The refugees say they have fled war in Blue Nile State in neighboring Sudan. A community elder who recently arrived told Doctors Without Borders/Médecins Sans Frontières (MSF) staff that he believes his entire community of 5,000 has fled to Doro. “We came, all of us,” he said. “No one remains behind.”

He said his community is largely subsistence farmers, cultivating land for food. Their newfound circumstances, which he is worried may last for years, are unsettling. Many of them have been in this situation before, as past refugees in camps in Ethiopia for a decade during the civil war in Sudan. “I feel very bad being here because we see that life will be difficult for us with no food and water,” he said. “My people keep asking me how we are going to survive in this place.”

The limited services in the area are overwhelmed. Near the perimeter of what is being marked out as the refugee camp, a borehole with a hand pump that has been servicing the local villagers is now overcrowded with women and girls who sometimes wait in line with their plastic water containers for up to 12 hours at a stretch.

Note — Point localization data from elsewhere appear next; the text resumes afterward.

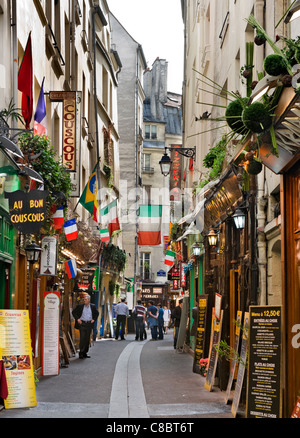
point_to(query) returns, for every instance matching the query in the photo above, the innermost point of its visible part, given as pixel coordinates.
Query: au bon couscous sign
(27, 211)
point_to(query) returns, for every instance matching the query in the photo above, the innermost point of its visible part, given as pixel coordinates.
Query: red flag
(25, 83)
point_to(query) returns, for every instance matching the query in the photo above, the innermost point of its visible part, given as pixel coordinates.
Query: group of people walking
(158, 319)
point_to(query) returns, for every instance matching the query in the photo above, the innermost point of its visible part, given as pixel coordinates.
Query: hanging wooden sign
(27, 210)
(48, 263)
(71, 129)
(51, 322)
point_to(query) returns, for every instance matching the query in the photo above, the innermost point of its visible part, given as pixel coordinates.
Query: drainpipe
(15, 56)
(94, 11)
(259, 12)
(136, 169)
(73, 27)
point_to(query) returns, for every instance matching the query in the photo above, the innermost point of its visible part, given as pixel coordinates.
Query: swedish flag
(87, 198)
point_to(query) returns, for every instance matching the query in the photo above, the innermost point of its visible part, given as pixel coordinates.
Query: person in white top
(167, 316)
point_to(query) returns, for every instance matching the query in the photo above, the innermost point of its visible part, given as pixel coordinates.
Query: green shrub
(233, 114)
(275, 65)
(256, 117)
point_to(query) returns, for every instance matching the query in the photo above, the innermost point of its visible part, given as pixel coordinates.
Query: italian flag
(150, 224)
(170, 257)
(109, 217)
(104, 235)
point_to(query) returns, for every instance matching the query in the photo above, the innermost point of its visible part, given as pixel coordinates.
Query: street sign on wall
(16, 352)
(27, 210)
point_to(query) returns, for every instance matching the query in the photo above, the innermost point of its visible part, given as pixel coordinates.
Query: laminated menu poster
(15, 350)
(233, 364)
(213, 355)
(264, 390)
(200, 338)
(51, 321)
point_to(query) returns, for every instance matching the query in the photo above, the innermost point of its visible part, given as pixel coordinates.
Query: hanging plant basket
(256, 117)
(275, 65)
(233, 114)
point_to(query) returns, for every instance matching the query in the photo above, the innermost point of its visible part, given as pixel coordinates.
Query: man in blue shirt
(160, 321)
(152, 320)
(122, 312)
(85, 315)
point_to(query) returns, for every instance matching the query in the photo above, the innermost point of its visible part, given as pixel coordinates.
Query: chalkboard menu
(213, 356)
(296, 411)
(242, 366)
(233, 360)
(200, 337)
(264, 394)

Tensions are rising.

“Many of the patients that we see in our clinic have respiratory diseases,” says MSF clinical officer Robert Mungai Maina. “And there are many patients with diarrheal diseases because for the past weeks there were no latrines and there is not enough water. Today we had four cases of bloody diarrhea and many more cases of watery diarrhea. We are also seeing malnourished children, some with moderate and some with severe malnutrition. We’re here to provide healthcare, but with our water and sanitation team we are also digging latrines, preparing to supply water, trying to meet the immediate needs.”

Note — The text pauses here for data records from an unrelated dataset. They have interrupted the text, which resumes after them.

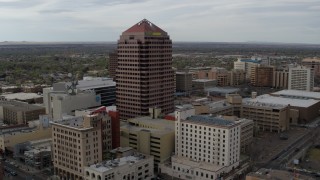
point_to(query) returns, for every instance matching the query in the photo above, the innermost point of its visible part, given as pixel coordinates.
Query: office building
(301, 78)
(246, 136)
(267, 113)
(10, 137)
(113, 63)
(246, 65)
(79, 142)
(60, 103)
(262, 76)
(280, 79)
(313, 63)
(206, 147)
(202, 84)
(148, 135)
(237, 77)
(304, 105)
(144, 75)
(36, 154)
(30, 98)
(105, 87)
(183, 82)
(15, 112)
(136, 166)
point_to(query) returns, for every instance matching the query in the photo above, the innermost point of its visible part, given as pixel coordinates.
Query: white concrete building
(60, 103)
(246, 65)
(301, 78)
(206, 147)
(134, 167)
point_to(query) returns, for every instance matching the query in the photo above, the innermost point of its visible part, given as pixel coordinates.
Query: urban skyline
(229, 21)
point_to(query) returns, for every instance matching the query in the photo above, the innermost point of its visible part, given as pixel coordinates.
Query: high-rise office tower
(144, 73)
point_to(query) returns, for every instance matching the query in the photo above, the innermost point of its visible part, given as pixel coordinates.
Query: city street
(23, 174)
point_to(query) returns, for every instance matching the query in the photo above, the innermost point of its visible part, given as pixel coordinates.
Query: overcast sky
(292, 21)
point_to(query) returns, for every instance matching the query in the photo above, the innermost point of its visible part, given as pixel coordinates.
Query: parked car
(13, 173)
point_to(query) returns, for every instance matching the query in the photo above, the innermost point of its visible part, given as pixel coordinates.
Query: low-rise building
(149, 136)
(263, 174)
(60, 103)
(88, 138)
(183, 82)
(15, 112)
(202, 84)
(13, 136)
(38, 154)
(267, 116)
(30, 98)
(136, 166)
(206, 147)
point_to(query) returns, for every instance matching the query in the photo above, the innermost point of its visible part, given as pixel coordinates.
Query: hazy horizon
(280, 21)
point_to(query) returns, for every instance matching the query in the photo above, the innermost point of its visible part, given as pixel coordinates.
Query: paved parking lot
(268, 145)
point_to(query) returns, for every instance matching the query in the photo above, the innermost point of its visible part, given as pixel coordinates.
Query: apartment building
(280, 79)
(144, 75)
(237, 77)
(246, 136)
(113, 64)
(136, 166)
(246, 65)
(206, 147)
(61, 103)
(79, 142)
(262, 76)
(151, 136)
(301, 78)
(183, 81)
(313, 63)
(267, 116)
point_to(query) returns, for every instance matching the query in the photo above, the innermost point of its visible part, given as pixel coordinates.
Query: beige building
(14, 112)
(280, 79)
(183, 81)
(221, 75)
(237, 77)
(246, 135)
(202, 84)
(79, 142)
(262, 76)
(301, 78)
(135, 167)
(144, 75)
(113, 63)
(313, 63)
(150, 136)
(61, 103)
(206, 147)
(12, 136)
(267, 116)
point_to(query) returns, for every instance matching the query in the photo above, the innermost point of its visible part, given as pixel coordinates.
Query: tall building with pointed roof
(144, 74)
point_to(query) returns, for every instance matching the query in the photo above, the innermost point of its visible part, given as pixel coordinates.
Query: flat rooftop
(276, 175)
(72, 123)
(204, 80)
(278, 102)
(196, 164)
(156, 123)
(113, 164)
(21, 96)
(222, 90)
(297, 94)
(209, 121)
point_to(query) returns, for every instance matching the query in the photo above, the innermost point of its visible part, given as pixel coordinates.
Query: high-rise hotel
(144, 72)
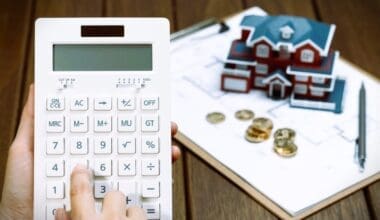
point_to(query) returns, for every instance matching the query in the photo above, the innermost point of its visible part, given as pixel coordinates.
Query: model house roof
(292, 30)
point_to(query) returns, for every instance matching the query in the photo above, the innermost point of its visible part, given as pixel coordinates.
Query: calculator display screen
(102, 57)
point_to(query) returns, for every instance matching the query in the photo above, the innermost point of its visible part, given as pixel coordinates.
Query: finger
(24, 137)
(114, 205)
(176, 153)
(82, 199)
(135, 212)
(174, 128)
(61, 214)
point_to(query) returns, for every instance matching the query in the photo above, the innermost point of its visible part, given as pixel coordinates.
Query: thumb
(24, 136)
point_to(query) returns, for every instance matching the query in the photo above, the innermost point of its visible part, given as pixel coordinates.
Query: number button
(79, 104)
(150, 145)
(55, 124)
(126, 145)
(79, 124)
(101, 188)
(150, 167)
(152, 210)
(102, 123)
(150, 189)
(103, 167)
(55, 190)
(51, 210)
(127, 167)
(102, 145)
(55, 145)
(150, 103)
(149, 123)
(79, 145)
(129, 190)
(126, 103)
(126, 123)
(103, 104)
(55, 104)
(55, 168)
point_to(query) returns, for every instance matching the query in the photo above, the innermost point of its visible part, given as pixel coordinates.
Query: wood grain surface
(200, 192)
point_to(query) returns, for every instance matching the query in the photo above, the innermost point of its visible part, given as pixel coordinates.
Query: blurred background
(200, 192)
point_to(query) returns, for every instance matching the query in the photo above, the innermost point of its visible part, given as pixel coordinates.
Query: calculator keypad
(103, 134)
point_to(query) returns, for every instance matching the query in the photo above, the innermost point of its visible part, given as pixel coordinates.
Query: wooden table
(199, 191)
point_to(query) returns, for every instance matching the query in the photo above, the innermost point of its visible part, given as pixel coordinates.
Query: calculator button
(149, 103)
(55, 145)
(126, 145)
(101, 188)
(79, 145)
(55, 190)
(126, 123)
(55, 124)
(150, 189)
(150, 144)
(102, 145)
(55, 168)
(102, 123)
(79, 124)
(102, 167)
(126, 103)
(149, 123)
(150, 167)
(76, 161)
(152, 210)
(55, 104)
(127, 167)
(103, 104)
(79, 104)
(130, 192)
(51, 209)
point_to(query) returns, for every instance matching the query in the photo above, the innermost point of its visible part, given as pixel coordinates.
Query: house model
(285, 56)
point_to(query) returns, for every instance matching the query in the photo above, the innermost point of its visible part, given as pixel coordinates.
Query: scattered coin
(284, 137)
(244, 114)
(286, 151)
(255, 135)
(263, 124)
(215, 117)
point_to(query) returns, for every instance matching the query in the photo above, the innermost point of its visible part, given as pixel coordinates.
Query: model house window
(301, 78)
(259, 82)
(319, 80)
(261, 68)
(241, 67)
(307, 56)
(262, 50)
(300, 89)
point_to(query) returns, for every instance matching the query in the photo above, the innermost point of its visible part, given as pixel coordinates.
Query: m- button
(149, 103)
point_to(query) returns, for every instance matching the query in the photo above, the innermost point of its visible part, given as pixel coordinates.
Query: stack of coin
(284, 142)
(259, 130)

One 33-year-old man told MSF that he had come to seek safety, but that he was presented now with a new set of problems. “[During our journey] my children would ask me, ‘Where are we going?’ They wanted to go home. I told them we were running away from the war. We needed to get to a safe place. But here there are a lot of problems facing us. We came to a place where we can be secure, but food security is now replacing the other security problem that we ran from.”

What MSF Is Doing in Doro

On November 28, 2011, MSF set up a temporary clinic in Doro. To date MSF has conducted 700 consultations in the temporary clinic, including 100 patients treated for malaria and more than 100 antenatal consultations. Because this is not a good sanitary environment for giving birth, a midwife will shortly join the MSF team, which also includes a doctor, a nurse, two clinical officers, a health promotion officer, and other humanitarian emergency specialists.

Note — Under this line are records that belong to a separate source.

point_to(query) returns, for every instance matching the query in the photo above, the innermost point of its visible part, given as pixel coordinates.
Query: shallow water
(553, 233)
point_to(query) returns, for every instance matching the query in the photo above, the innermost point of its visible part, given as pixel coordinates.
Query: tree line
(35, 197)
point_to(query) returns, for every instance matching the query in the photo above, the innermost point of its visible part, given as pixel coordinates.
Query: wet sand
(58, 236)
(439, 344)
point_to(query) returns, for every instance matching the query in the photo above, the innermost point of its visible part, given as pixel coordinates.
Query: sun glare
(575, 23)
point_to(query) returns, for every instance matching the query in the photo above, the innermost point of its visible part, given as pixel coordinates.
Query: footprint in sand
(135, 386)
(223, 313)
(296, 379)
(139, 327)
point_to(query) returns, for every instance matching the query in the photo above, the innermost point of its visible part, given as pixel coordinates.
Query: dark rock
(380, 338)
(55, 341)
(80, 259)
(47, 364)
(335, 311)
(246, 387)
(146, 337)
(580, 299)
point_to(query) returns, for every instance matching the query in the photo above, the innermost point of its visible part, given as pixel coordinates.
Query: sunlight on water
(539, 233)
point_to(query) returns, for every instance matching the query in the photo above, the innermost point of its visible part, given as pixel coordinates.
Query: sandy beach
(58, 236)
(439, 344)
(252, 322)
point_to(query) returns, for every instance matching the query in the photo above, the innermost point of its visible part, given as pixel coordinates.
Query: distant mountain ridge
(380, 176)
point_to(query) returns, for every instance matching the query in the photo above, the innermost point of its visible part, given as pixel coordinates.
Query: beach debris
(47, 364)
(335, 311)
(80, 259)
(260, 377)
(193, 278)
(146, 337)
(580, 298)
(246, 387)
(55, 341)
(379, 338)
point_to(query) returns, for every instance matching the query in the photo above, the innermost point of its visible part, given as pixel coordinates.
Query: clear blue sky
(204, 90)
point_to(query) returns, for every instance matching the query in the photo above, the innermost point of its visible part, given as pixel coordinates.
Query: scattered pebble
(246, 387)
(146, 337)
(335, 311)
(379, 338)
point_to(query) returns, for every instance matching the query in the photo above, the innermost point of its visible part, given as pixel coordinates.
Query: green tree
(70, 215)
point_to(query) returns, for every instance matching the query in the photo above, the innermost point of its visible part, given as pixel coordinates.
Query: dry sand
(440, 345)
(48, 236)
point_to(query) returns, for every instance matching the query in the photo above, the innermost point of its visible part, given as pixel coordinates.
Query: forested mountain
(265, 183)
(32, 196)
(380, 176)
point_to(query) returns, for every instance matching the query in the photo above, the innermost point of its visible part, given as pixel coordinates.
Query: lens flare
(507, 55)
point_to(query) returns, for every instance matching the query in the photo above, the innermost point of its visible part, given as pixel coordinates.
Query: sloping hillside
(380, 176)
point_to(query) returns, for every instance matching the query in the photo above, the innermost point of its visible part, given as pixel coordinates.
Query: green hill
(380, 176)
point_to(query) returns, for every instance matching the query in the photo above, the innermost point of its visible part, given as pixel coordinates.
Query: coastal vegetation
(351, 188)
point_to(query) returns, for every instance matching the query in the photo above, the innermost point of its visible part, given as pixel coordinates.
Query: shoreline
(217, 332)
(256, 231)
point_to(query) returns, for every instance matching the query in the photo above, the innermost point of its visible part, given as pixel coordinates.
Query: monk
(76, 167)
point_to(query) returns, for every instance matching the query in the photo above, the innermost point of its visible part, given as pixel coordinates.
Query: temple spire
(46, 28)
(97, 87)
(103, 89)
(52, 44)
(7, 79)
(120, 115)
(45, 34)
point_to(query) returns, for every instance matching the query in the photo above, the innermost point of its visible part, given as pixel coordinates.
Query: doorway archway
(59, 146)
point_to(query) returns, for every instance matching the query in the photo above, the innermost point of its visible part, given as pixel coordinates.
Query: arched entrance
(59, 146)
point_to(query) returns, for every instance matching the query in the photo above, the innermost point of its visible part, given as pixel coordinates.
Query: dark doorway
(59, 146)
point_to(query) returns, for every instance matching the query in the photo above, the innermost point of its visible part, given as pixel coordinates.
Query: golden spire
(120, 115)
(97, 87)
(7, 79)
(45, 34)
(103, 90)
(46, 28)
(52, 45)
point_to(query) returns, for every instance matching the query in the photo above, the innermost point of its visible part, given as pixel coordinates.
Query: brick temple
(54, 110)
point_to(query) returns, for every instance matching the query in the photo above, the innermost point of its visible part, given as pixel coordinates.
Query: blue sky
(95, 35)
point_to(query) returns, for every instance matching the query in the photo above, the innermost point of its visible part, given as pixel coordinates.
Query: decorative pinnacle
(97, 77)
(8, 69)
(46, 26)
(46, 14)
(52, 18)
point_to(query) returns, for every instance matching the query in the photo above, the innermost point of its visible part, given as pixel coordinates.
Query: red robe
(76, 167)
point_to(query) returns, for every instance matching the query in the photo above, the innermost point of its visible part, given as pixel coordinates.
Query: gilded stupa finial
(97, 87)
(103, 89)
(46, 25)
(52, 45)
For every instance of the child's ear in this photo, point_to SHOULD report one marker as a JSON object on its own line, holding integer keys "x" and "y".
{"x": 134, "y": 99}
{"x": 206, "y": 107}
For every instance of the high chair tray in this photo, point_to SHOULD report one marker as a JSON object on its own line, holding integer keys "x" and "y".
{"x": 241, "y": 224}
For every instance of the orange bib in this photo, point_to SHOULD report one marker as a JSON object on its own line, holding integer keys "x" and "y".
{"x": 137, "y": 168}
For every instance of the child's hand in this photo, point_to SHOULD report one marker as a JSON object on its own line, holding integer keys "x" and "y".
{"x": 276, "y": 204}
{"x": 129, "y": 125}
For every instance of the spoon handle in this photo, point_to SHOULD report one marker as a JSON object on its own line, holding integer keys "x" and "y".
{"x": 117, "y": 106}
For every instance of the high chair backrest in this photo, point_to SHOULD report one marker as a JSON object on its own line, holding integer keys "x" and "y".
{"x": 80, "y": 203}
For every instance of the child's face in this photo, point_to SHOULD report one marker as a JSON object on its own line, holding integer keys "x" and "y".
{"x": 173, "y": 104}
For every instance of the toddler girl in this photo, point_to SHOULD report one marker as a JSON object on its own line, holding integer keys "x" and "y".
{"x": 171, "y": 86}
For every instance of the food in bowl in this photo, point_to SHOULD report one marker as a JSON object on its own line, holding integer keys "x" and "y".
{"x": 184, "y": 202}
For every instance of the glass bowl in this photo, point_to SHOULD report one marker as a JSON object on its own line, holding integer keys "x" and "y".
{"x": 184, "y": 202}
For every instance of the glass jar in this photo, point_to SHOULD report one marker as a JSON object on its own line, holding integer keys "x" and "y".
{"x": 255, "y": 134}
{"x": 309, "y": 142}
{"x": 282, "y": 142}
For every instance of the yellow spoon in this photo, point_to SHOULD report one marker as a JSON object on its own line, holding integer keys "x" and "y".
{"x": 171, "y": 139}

Most of the refugees seeking medical attention present with respiratory and diarrheal diseases. This is largely due to people sleeping without shelters in the cold nights and the lack of clean drinking water and accessible sanitation. Malaria is also common.

The clinic is providing vaccines, notably against measles, tuberculosis, and tetanus for specifically vulnerable individuals and young children. Children suffering from malnutrition are receiving ready-to-use therapeutic foods fortified with the proteins and minerals they need to regain their strength.

MSF’s water and sanitation specialists have started digging latrines and are setting up temporary measures to speed up the supply of chlorinated water. These are emergency measures until other nongovernmental organisations can scale up their operations to provide comprehensive water and sanitation services.

In all, MSF has 15 international staff and upwards of 70 locally hired staff working to provide the urgent healthcare and basic water and sanitation requirements in Doro. MSF logisticians have started setting up a dedicated clinic in the heart of what will be Doro refugee camp. The team expects to start mobile clinics or other medical services in other areas of Maban County affected by the sudden influx of refugees.